There is a clear need, and there is also a clear lack of technology for it. What’s interesting is that if you had come to this show 10 years ago, you might have found picking robots. They just wouldn’t work. The industry has struggled with this for a very long time. People said it couldn’t work without AI, so people tried niche AI ​​and standard AI, and it didn’t work.

Your systems feed a central database and each selection informs the machines how to select in the future.

Yeah. The funny thing is that almost every item we touch goes through a warehouse at some point. It is almost a central clearing place for everything in the physical world. When you start out creating an AI for warehouses, that’s a great foundation for AI coming out of warehouses. Let’s say you pull an apple from the field and take it to an agricultural factory – it has seen an apple before. He’s seen strawberries before.

It’s a one-on-one. I pick an apple from a fulfillment center so I can pick an apple from a field. More abstractly, how can these lessons be applied to other facets of life?

If we want to take a step back from Covariant specifically and think about where the technology is heading, we see an interesting convergence of AI, software, and mechatronics. Traditionally, these three areas are somewhat separated from each other. Mechatronics is what you will discover when you come to this show. This is a repeatable motion. If you talk to the sales people, they tell you about reliability, how this machine can do the same thing over and over again.

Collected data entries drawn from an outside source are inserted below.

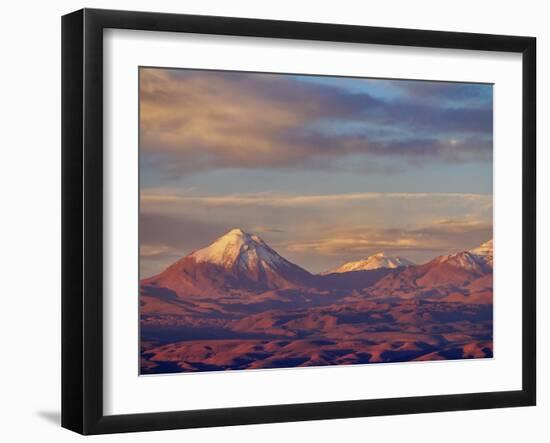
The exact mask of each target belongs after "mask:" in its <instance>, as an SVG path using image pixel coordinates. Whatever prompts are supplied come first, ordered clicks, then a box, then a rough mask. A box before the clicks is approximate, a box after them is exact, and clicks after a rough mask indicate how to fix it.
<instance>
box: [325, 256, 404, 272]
mask: <svg viewBox="0 0 550 443" xmlns="http://www.w3.org/2000/svg"><path fill="white" fill-rule="evenodd" d="M411 265H414V263H413V262H412V261H410V260H408V259H406V258H404V257H398V256H388V255H386V254H385V253H384V252H379V253H378V254H374V255H371V256H369V257H367V258H366V259H364V260H357V261H351V262H347V263H344V264H343V265H341V266H339V267H337V268H336V269H332V270H329V271H325V272H323V274H336V273H338V274H339V273H344V272H353V271H370V270H373V269H381V268H387V269H395V268H400V267H404V266H411Z"/></svg>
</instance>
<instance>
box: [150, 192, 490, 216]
mask: <svg viewBox="0 0 550 443" xmlns="http://www.w3.org/2000/svg"><path fill="white" fill-rule="evenodd" d="M369 200H386V201H389V200H408V201H411V200H425V201H428V202H432V203H433V202H437V201H441V200H445V201H454V202H455V203H456V202H466V203H473V204H475V205H479V204H481V205H487V204H489V205H490V204H492V195H490V194H472V193H452V192H449V193H443V192H442V193H437V192H425V193H422V192H417V193H407V192H388V193H384V192H352V193H342V194H326V195H299V194H282V193H269V192H261V193H249V194H230V195H221V196H193V195H185V194H183V195H182V194H175V193H170V192H167V193H165V194H148V193H142V195H141V205H142V210H143V211H145V212H147V211H148V210H149V209H153V208H154V207H156V208H158V207H160V206H164V207H165V208H166V209H170V208H178V206H179V207H180V208H188V207H189V206H195V207H196V206H199V205H202V206H209V207H221V206H226V207H231V206H236V207H246V206H271V207H306V206H328V205H331V206H342V205H347V204H351V203H356V202H359V203H360V202H366V201H369Z"/></svg>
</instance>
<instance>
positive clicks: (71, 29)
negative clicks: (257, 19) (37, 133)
mask: <svg viewBox="0 0 550 443" xmlns="http://www.w3.org/2000/svg"><path fill="white" fill-rule="evenodd" d="M108 28H118V29H133V30H148V31H171V32H187V33H189V32H192V33H198V34H217V35H227V36H249V37H269V38H280V39H301V40H317V41H327V42H353V43H369V44H378V45H399V46H416V47H425V48H426V47H429V48H454V49H469V50H480V51H503V52H511V53H519V54H522V63H523V98H522V100H523V105H522V106H523V109H522V112H523V114H522V115H523V121H522V128H523V139H522V142H523V146H522V152H523V165H522V166H523V190H522V192H523V238H522V240H523V262H522V278H523V283H522V284H523V293H522V321H523V325H522V328H523V329H522V334H523V335H522V345H523V347H522V356H521V358H522V389H521V390H517V391H506V392H479V393H470V394H457V395H435V396H421V397H404V398H391V399H373V400H357V401H333V402H324V403H307V404H288V405H268V406H261V407H237V408H224V409H208V410H191V411H169V412H160V413H142V414H130V415H105V414H104V412H103V406H102V405H103V342H102V340H103V339H102V330H103V329H102V328H103V318H102V316H103V298H102V282H103V279H102V277H103V276H102V272H103V271H102V269H103V228H102V224H103V197H102V195H103V147H102V140H103V88H102V84H103V78H102V77H103V30H105V29H108ZM535 66H536V39H535V38H533V37H516V36H503V35H485V34H471V33H456V32H440V31H423V30H412V29H391V28H378V27H365V26H349V25H337V24H320V23H301V22H289V21H274V20H256V19H244V18H229V17H210V16H196V15H179V14H164V13H150V12H127V11H110V10H97V9H83V10H79V11H76V12H73V13H71V14H68V15H65V16H64V17H63V18H62V174H63V176H62V200H63V204H62V257H63V258H62V426H63V427H65V428H68V429H71V430H73V431H76V432H79V433H82V434H104V433H116V432H131V431H151V430H162V429H180V428H195V427H211V426H229V425H240V424H254V423H273V422H289V421H301V420H320V419H331V418H346V417H363V416H380V415H393V414H414V413H425V412H436V411H458V410H468V409H486V408H502V407H512V406H530V405H535V403H536V312H535V311H536V275H535V272H536V89H535V86H536V69H535Z"/></svg>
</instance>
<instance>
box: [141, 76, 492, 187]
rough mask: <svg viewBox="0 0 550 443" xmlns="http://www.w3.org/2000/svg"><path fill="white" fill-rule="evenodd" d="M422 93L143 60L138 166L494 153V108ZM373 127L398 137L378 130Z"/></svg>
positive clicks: (466, 159)
mask: <svg viewBox="0 0 550 443" xmlns="http://www.w3.org/2000/svg"><path fill="white" fill-rule="evenodd" d="M393 83H396V84H397V83H399V82H393ZM444 85H447V88H449V86H448V84H444ZM418 88H419V86H416V89H418ZM424 88H426V86H424ZM438 88H439V89H440V90H442V91H447V89H445V87H444V86H442V85H441V84H438ZM409 89H410V90H411V91H416V89H414V88H411V87H409ZM432 89H433V87H432ZM451 89H452V88H450V89H449V90H451ZM466 91H467V89H466V90H464V91H462V92H461V94H463V95H464V94H466V95H467V92H466ZM419 94H420V92H418V91H417V92H415V93H414V94H413V93H411V94H410V98H409V99H407V100H405V99H401V100H394V101H391V100H382V99H380V98H376V97H374V96H372V95H371V94H369V93H366V92H363V93H358V92H353V93H352V92H350V91H349V90H346V89H344V88H339V87H336V86H331V85H321V84H313V83H307V82H300V81H297V80H296V79H295V78H294V77H293V76H285V75H268V74H252V73H235V72H222V71H193V70H161V69H146V68H142V69H141V71H140V148H141V153H142V157H141V159H142V160H141V161H142V169H143V170H144V171H146V172H147V171H151V170H154V171H156V172H158V173H162V174H167V175H169V176H172V177H178V176H182V175H185V174H190V173H193V172H197V171H205V170H210V169H217V168H303V167H306V166H307V167H308V168H320V167H321V168H323V167H325V168H326V167H329V166H334V165H336V166H337V161H338V160H339V159H342V158H345V157H347V156H350V155H357V154H360V155H362V156H363V157H364V158H363V159H362V161H363V162H364V163H365V164H369V161H368V159H369V158H373V157H374V158H378V157H380V158H392V157H398V158H404V159H410V160H411V161H417V160H418V159H423V160H424V161H444V162H457V161H458V162H463V161H478V160H488V159H490V158H491V151H492V136H491V134H492V109H491V108H480V107H467V106H466V107H460V106H459V107H446V106H442V103H438V102H437V100H435V101H434V100H432V101H425V100H417V99H415V97H418V95H419ZM350 123H355V125H354V128H353V129H349V130H347V129H346V125H348V126H349V124H350ZM338 128H339V129H338ZM358 128H359V129H358ZM376 128H382V129H384V128H392V130H393V132H394V133H395V135H394V136H389V137H388V136H384V137H381V136H380V135H379V132H380V131H377V130H376ZM335 129H336V130H335ZM451 140H454V141H455V142H454V143H451V142H450V141H451Z"/></svg>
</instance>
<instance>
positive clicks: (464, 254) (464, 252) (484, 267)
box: [435, 240, 493, 271]
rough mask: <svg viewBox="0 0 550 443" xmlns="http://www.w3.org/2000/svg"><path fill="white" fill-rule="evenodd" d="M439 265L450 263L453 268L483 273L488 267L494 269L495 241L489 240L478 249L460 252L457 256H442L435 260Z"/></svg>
mask: <svg viewBox="0 0 550 443" xmlns="http://www.w3.org/2000/svg"><path fill="white" fill-rule="evenodd" d="M435 261H437V262H439V263H445V262H447V263H449V264H451V265H453V266H456V267H459V268H464V269H469V270H473V271H482V270H483V269H487V267H489V268H492V267H493V240H489V241H487V242H485V243H483V244H482V245H480V246H478V247H477V248H474V249H470V250H469V251H463V252H458V253H456V254H450V255H442V256H441V257H438V258H436V259H435Z"/></svg>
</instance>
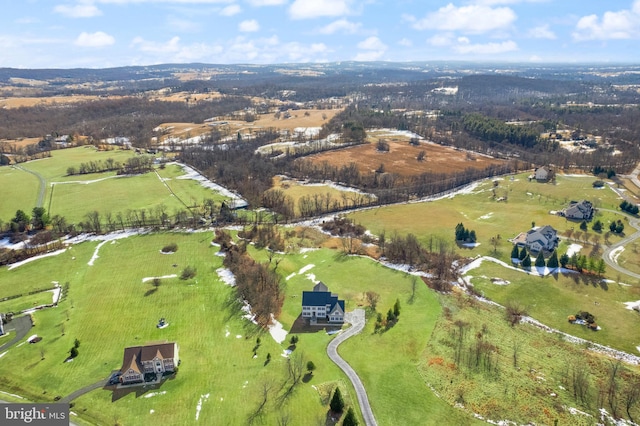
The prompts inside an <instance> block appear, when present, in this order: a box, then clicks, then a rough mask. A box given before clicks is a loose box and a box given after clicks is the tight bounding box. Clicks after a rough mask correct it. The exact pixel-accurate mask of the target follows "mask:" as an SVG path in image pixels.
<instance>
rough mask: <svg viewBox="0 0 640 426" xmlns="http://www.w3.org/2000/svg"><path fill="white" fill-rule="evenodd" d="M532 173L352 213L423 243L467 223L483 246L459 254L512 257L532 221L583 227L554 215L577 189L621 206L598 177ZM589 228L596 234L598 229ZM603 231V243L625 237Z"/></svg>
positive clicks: (616, 206) (586, 195)
mask: <svg viewBox="0 0 640 426" xmlns="http://www.w3.org/2000/svg"><path fill="white" fill-rule="evenodd" d="M528 174H529V173H521V174H518V175H515V176H513V178H511V177H505V178H498V179H494V180H490V179H487V180H484V181H481V182H479V183H477V184H474V185H473V186H472V187H471V188H470V189H468V190H465V191H463V192H462V193H460V194H457V195H455V196H454V195H451V196H447V197H444V198H442V199H439V200H437V201H435V202H423V203H408V204H398V205H393V206H383V207H378V208H373V209H368V210H363V211H359V212H355V213H350V214H349V215H348V217H349V218H351V219H353V220H354V221H355V222H356V223H360V224H362V225H364V226H365V227H366V228H367V229H369V230H370V231H371V232H372V233H374V234H376V235H379V234H380V233H382V232H384V233H385V235H386V236H387V238H389V237H390V236H392V235H393V234H394V233H397V234H399V235H406V234H409V233H413V234H414V235H415V236H416V237H417V238H418V240H419V241H420V242H422V243H423V244H427V243H428V242H429V240H430V239H432V238H438V239H441V240H444V241H450V242H452V243H453V237H454V229H455V226H456V225H457V224H458V223H463V224H464V226H465V228H467V229H472V230H475V231H476V234H477V236H478V243H480V245H479V246H476V247H475V248H467V247H456V251H457V252H458V253H459V254H461V255H462V256H467V257H473V256H476V255H491V256H494V257H497V258H499V259H500V260H503V261H509V258H510V254H511V247H512V245H511V243H509V242H508V241H507V240H508V239H510V238H514V237H515V236H517V235H518V234H519V233H520V232H525V231H528V230H529V229H531V226H532V224H535V225H536V226H543V225H551V226H552V227H554V228H555V229H556V230H557V231H558V235H560V236H562V235H565V234H566V233H567V231H570V230H575V231H574V232H577V231H579V226H580V223H579V222H575V221H570V220H567V219H565V218H563V217H560V216H558V215H552V214H549V212H550V211H558V210H561V209H562V208H564V207H566V206H568V203H569V201H570V200H574V199H575V196H576V194H579V195H580V199H586V200H591V201H592V203H593V204H594V205H595V206H596V207H598V208H602V209H611V210H615V209H616V208H617V206H618V205H619V203H620V198H619V196H618V195H617V194H616V193H615V192H614V191H612V190H611V189H609V188H604V189H595V188H593V187H592V183H593V181H594V180H596V178H595V177H593V176H587V175H585V176H580V177H577V176H563V175H559V176H558V178H557V182H556V184H553V183H538V182H535V181H529V180H528V179H527V176H528ZM500 198H506V201H498V200H499V199H500ZM614 217H616V218H617V219H622V216H621V215H615V214H614V213H609V212H598V213H597V214H596V216H595V218H594V220H597V219H600V220H602V221H603V223H604V225H605V229H608V225H609V223H608V222H609V221H610V220H611V219H613V218H614ZM589 232H590V235H591V236H594V235H596V234H598V233H596V232H594V231H589ZM497 235H500V240H499V244H498V247H497V251H494V248H493V246H492V245H491V244H490V239H491V238H492V237H495V236H497ZM598 235H601V239H600V241H601V242H603V241H604V237H605V236H607V237H608V239H609V241H610V242H611V243H614V242H616V241H618V240H619V239H620V237H618V236H616V235H613V234H611V235H607V233H606V232H602V233H600V234H598Z"/></svg>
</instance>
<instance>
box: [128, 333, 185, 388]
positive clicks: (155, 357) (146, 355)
mask: <svg viewBox="0 0 640 426" xmlns="http://www.w3.org/2000/svg"><path fill="white" fill-rule="evenodd" d="M179 362H180V358H179V357H178V344H177V343H175V342H170V343H160V344H149V345H145V346H132V347H129V348H125V350H124V357H123V359H122V368H121V369H120V383H121V384H123V385H132V384H137V383H144V382H150V381H152V382H157V381H160V380H161V378H162V376H163V375H165V374H166V373H173V372H174V371H175V369H176V367H177V366H178V363H179Z"/></svg>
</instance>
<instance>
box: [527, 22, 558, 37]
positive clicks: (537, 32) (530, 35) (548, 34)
mask: <svg viewBox="0 0 640 426" xmlns="http://www.w3.org/2000/svg"><path fill="white" fill-rule="evenodd" d="M528 34H529V37H531V38H546V39H548V40H555V39H556V38H558V37H556V34H555V33H554V32H553V31H551V29H550V28H549V25H548V24H546V25H541V26H539V27H535V28H531V29H530V30H529V32H528Z"/></svg>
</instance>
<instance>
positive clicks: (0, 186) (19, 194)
mask: <svg viewBox="0 0 640 426" xmlns="http://www.w3.org/2000/svg"><path fill="white" fill-rule="evenodd" d="M38 188H39V181H38V178H37V177H36V176H34V175H32V174H31V173H27V172H25V171H24V170H20V169H18V168H16V167H10V166H4V167H0V200H2V201H1V202H0V219H1V220H2V221H4V222H8V221H9V220H11V218H12V217H13V216H14V215H15V214H16V210H19V209H23V210H25V209H28V210H29V211H31V209H32V208H33V207H35V204H36V201H37V199H38ZM25 206H27V207H25Z"/></svg>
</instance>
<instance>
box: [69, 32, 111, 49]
mask: <svg viewBox="0 0 640 426" xmlns="http://www.w3.org/2000/svg"><path fill="white" fill-rule="evenodd" d="M115 42H116V39H115V38H114V37H113V36H111V35H109V34H107V33H105V32H102V31H96V32H95V33H87V32H82V33H80V35H79V36H78V38H76V41H75V42H74V44H75V45H76V46H81V47H105V46H110V45H112V44H114V43H115Z"/></svg>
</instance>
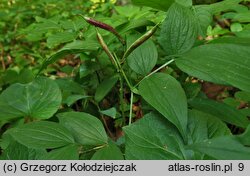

The truly amazing evolution we’ve seen from Silicon Valley over the past 15 to 20 years is in software. People have cracked the code on how to build really complex, really smart software. All of these applications that we use are actually people exploiting software capabilities. We are now at the forefront of AI, with all the incredible advancements. When you ask me what’s beyond warehouses, where I see it really going is the convergence of these three trends to build highly autonomous physical machines in the world. We need the convergence of all technologies.

You mentioned the arrival of ChatGPT and the blindness of people who make translation software. It’s something that happens in technology. Are you worried that a GPT is coming and effectively blinding Covariant’s work?

This is a good question for a lot of people, but I think we had an unfair advantage in that we started out with pretty much the same belief that OpenAI had with fundamental model building. General AI is a better approach than creating niche AI. That’s what we’ve been doing for five years. I would say that we are in a very good position, and we are very happy that OpenAI has demonstrated that this philosophy works really well. We are very excited to do this in the world of robotics.